In situ hybridization was performed to detect cx43 (Iovine et al., 2005), runx2a (Flores et al., 2004), runx2b (Flores et al., 2004), osx (600 bp of coding sequence from exon 2), and spp-1 (EST fz39b11, see accession number BQ092246). Fins (5 dpa or ontogenetic fins) were fixed overnight with 4% paraformaldehyde in PBS and dehydrated in 100% methanol at −20°C. Gradual aqueous washes were completed in methanol/PBST. Tissue was treated with 5 μg/ml proteinase K (5 min for embryos; 45 min for fins) and re-fixed for 20 min. Prehybridization (50 % formamide, 5X SSC, 10 mM citric acid, 0.1 % Tween20) occurred for 1 hour at 65°C, and hybridization in the presence of digoxigenin-labeled antisense probes was completed overnight. Gradual washes into 0.2X SSC were followed by gradual washes into PBST. Anti-digoxigenin Fab fragments (pre-absorbed against zebrafish tissue) were used at 1:5000 overnight. Following extensive washes in PBST followed by three short washes in staining buffer (100 mM Tris, 9.5, 50 mM MgCl2, 100 mM NaCl, 0.1 % Tween20, pH 9.0). Tissue was next transferred to staining solution (staining buffer plus 0.22 mg/ml NBT and 0.175 mg/ml BCIP) and development proceeded until purple color was observed.
Measurements of the distal-most and proximal-most boundaries of expression were taken only from the longest fin rays (V +3) since that was established as a standard (Iovine and Johnson, 2000). Images were collected using a digital Nikon camera and distances were determined using ImagePro software. A minimum of 5 fins (up to 10 fin rays) per marker were utilized for measurements. Standard deviation was calculated and student’s t-tests were performed to determine if data sets were statistically different (i.e. p < 0.05 indicates that data sets are different).
Following whole mount in situ hybridization (or ZNS5-labeling), fins were embedded in 1.5 % agarose/5% sucrose, and equilibrated overnight in 20 % sucrose. Fins were mounted in OCT and cryosectioned (18–20 μm sections) using a Reichert-Jung 2800 Frigocut cryostat. Sections were collected on Superfrost Plus slides (Fisher) and mounted in 100 % glycerol.
Fins were amputated and permitted to regenerate for 5 days.

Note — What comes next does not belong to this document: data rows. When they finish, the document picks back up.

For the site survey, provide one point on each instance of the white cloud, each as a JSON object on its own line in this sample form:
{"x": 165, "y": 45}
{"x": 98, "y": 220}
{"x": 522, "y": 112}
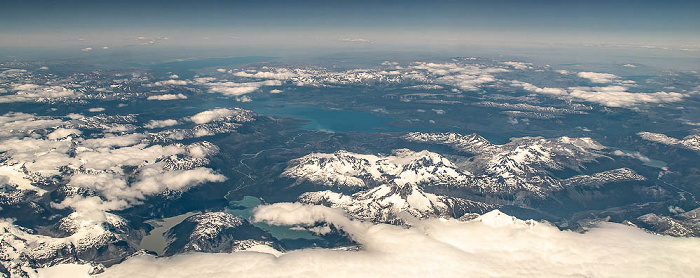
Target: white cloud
{"x": 34, "y": 92}
{"x": 160, "y": 123}
{"x": 355, "y": 40}
{"x": 279, "y": 73}
{"x": 598, "y": 77}
{"x": 167, "y": 97}
{"x": 109, "y": 141}
{"x": 153, "y": 180}
{"x": 62, "y": 133}
{"x": 214, "y": 115}
{"x": 611, "y": 96}
{"x": 493, "y": 245}
{"x": 617, "y": 96}
{"x": 518, "y": 65}
{"x": 465, "y": 77}
{"x": 171, "y": 82}
{"x": 535, "y": 89}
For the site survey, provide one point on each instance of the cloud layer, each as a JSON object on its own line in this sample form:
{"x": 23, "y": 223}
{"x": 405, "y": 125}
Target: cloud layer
{"x": 494, "y": 244}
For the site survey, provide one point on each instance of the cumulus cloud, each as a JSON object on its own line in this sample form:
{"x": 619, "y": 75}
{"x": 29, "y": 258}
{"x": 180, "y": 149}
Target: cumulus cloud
{"x": 154, "y": 180}
{"x": 278, "y": 73}
{"x": 617, "y": 96}
{"x": 160, "y": 123}
{"x": 35, "y": 92}
{"x": 214, "y": 115}
{"x": 62, "y": 133}
{"x": 494, "y": 244}
{"x": 167, "y": 97}
{"x": 465, "y": 77}
{"x": 171, "y": 82}
{"x": 535, "y": 89}
{"x": 518, "y": 65}
{"x": 596, "y": 77}
{"x": 236, "y": 89}
{"x": 611, "y": 96}
{"x": 355, "y": 40}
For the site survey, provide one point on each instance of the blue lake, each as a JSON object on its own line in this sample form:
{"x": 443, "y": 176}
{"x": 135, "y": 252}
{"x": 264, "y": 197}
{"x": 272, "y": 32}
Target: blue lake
{"x": 243, "y": 209}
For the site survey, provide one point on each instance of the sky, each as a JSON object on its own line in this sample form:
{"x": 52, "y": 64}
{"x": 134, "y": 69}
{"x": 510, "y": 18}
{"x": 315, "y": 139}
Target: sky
{"x": 209, "y": 22}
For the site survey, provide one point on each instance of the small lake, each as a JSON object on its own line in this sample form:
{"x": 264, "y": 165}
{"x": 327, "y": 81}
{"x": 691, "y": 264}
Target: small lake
{"x": 291, "y": 237}
{"x": 155, "y": 240}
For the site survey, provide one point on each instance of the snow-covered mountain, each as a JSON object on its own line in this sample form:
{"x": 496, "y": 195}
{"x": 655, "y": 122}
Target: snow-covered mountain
{"x": 346, "y": 169}
{"x": 87, "y": 241}
{"x": 216, "y": 232}
{"x": 523, "y": 164}
{"x": 690, "y": 142}
{"x": 391, "y": 203}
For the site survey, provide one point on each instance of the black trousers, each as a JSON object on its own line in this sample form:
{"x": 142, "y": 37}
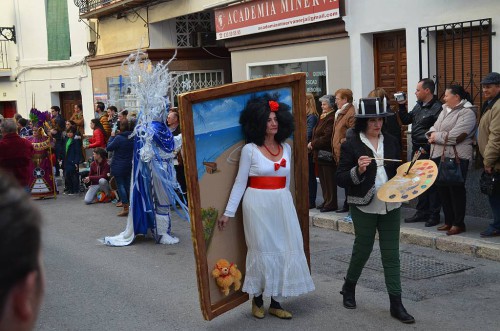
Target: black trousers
{"x": 453, "y": 200}
{"x": 428, "y": 203}
{"x": 313, "y": 183}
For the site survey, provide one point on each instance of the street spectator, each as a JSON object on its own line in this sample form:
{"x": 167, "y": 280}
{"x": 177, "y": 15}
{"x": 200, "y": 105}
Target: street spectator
{"x": 57, "y": 128}
{"x": 22, "y": 280}
{"x": 422, "y": 117}
{"x": 98, "y": 138}
{"x": 72, "y": 159}
{"x": 392, "y": 124}
{"x": 122, "y": 147}
{"x": 113, "y": 117}
{"x": 103, "y": 117}
{"x": 452, "y": 133}
{"x": 77, "y": 117}
{"x": 17, "y": 117}
{"x": 364, "y": 177}
{"x": 276, "y": 264}
{"x": 344, "y": 120}
{"x": 175, "y": 128}
{"x": 312, "y": 120}
{"x": 489, "y": 143}
{"x": 322, "y": 141}
{"x": 123, "y": 115}
{"x": 24, "y": 130}
{"x": 98, "y": 178}
{"x": 15, "y": 153}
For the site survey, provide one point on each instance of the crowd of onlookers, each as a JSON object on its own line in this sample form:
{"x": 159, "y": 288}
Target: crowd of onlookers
{"x": 101, "y": 164}
{"x": 439, "y": 128}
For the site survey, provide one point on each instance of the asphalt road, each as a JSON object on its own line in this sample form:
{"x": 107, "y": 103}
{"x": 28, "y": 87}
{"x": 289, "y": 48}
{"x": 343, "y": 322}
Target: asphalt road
{"x": 153, "y": 287}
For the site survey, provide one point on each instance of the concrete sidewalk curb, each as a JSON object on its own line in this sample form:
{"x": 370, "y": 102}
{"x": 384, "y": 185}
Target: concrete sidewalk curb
{"x": 455, "y": 244}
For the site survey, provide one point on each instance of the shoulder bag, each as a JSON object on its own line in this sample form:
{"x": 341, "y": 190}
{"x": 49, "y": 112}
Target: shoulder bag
{"x": 325, "y": 156}
{"x": 451, "y": 169}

Individuals were moved to water containing 50 μg/ml BrdU water for 10 min. Fins were harvested immediately (pulse, t = 0), or fish were moved to fresh water without BrdU (chase). Fins were harvested after 2 hours (t = 2) or after 6 hours (t = 6). Harvested fins were fixed in 4% paraformaldehyde in PBS, and dehydrated in methanol before processing for in situ hybridization for cx43. Following in situ hybridization (above), detection for BrdU on whole mount fins was completed as described (Nechiporuk and Keating, 2002). Briefly, fins were washed in PBTx, treated with 2N HCl in PBTx for 30 min at room temperature and then blocked with 0.25% BSA in PBTx for 30 min. A rat monoclonal antibody against BrdU (Roche) was diluted to 1:50 in blocking solution and incubated with fins overnight at 4°C. Extensive washes were completed in PBTx (last wash in blocking solution). A goat anti-rat Alexa546 antibody (Molecular Probes) was diluted to 1:200 in blocking solution and incubated with fins overnight at 4°C. Extensive washes were completed prior to mounting in 50 % glycerol. Labeled cells were visualized on a Nikon Eclipse 80i microscope.
The authors wish to thank Jake Fugazzotto for fish rearing and for cryosectioning fin tissue. We thank M. V. Flores for sharing the runx2a and runx2b plasmids. This work was supported by the NICHD (HD047737 to MKI) and the NIAMS (AR048101 to SF).